The first FDA-approved gene therapies are living drugs: immune cells taken from cancer patients engineered to target tumor cells. However, for many patients, these advanced therapies do not result in a long-lasting remission. Now, scientists at the New York Genome Center and New York University have developed a genetic screening platform to identify genes that can enhance immune cells to make them more persistent and increase their ability to eradicate tumor cells.
In the journal Nature, the researchers describe the discovery of synthetic gene programs that profoundly rewire a specific kind of immune cell called T cells, making them more effective at finding and fighting cancer cells. The research team—led by Neville Sanjana, assistant professor of biology at NYU, assistant professor of neuroscience and physiology at NYU Grossman School of Medicine, and core faculty member at New York Genome Center—profiled the impact of nearly 12,000 different genes in multiple T cell subsets from human donors. The goal of this large-scale genetic screen was to identify precisely those genes that enable T cells to proliferate and to understand how those genes impact other aspects of immune cell function relevant to fighting cancer.
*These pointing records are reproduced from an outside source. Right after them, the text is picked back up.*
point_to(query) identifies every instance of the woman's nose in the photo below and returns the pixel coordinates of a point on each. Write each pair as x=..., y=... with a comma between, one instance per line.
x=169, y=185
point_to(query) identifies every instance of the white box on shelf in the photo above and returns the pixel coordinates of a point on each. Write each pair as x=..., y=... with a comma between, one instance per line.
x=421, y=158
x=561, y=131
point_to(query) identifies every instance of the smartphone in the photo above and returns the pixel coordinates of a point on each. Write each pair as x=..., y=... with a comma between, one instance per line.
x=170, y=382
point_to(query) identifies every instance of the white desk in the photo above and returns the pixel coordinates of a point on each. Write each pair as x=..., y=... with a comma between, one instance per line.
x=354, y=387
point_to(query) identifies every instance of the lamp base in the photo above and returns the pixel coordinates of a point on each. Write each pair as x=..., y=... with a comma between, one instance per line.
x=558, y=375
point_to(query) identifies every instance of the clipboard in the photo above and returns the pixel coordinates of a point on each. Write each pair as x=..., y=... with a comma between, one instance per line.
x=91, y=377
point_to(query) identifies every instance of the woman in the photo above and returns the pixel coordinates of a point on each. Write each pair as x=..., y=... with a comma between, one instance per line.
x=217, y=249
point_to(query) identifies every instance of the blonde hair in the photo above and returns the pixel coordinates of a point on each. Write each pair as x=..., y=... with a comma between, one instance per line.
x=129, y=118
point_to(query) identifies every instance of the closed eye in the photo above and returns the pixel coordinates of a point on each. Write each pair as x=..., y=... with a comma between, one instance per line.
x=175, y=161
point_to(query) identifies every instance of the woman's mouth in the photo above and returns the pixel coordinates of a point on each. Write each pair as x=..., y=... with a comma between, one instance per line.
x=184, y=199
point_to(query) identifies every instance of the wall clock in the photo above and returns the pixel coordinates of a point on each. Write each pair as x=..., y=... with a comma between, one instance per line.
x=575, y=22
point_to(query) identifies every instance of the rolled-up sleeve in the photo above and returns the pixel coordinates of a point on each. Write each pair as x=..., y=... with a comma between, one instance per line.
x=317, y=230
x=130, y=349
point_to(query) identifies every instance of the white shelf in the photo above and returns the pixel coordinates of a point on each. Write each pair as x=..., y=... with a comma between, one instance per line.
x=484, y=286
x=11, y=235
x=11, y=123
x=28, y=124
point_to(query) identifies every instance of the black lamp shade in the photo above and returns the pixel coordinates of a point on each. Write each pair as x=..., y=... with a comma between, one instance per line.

Previous efforts to engineer T cells have focused on the targeting of specific tumor types by careful selection of cancer or tissue-specific proteins (antigens). Since first developed more than 30 years ago, chimeric antigen receptor (CAR)-T cell therapy has proven highly effective in targeting blood cancer cells, resulting in multiple FDA-approved CAR-T therapies. CAR-T cells have antigen receptors on their surface that recognize specific proteins present on cancer cells to target and destroy them. Some patients are cancer free even a decade after their CAR-T cell therapy, as the T cells introduced years earlier are still doing their job. But one of the major challenges facing biomedical science is to understand why a large majority of cancer patients who receive CAR-T cells fail to achieve lasting remission.
Sanjana, senior author of the study, explained, “To date, genetic engineering of T cells has been focused on finding new antigens or new CARs. We took a radically different approach: Instead of changing the antibody, we thought why not try adding genes that transform T cells into more aggressive cancer fighters? These modifier genes worked very well in blood cancers, and we believe they will likely work for multiple antigens and in solid tumors.”
By combining modifier genes identified in the screen with existing CARs, the researchers were able to engineer T cells that were more effective at eliminating tumor cells. One particular modifier gene, lymphotoxin beta receptor (LTBR), acts like a molecular fountain of youth: with LTBR, T cells multiply, have a greater proportion of younger, more stem cell-like cells and resist becoming exhausted over time. Adding LTBR also caused T cells to secrete more cytokines, which are vital for the anti-tumor activity of T cells. Cytokines play an essential role in enabling T cells to better communicate with other immune cells in the body and launch coordinated attacks on the cancer. Interestingly, LTBR is not normally expressed in T cells, which highlights the power of the genome-scale screen to find genes that activate completely new cellular programs.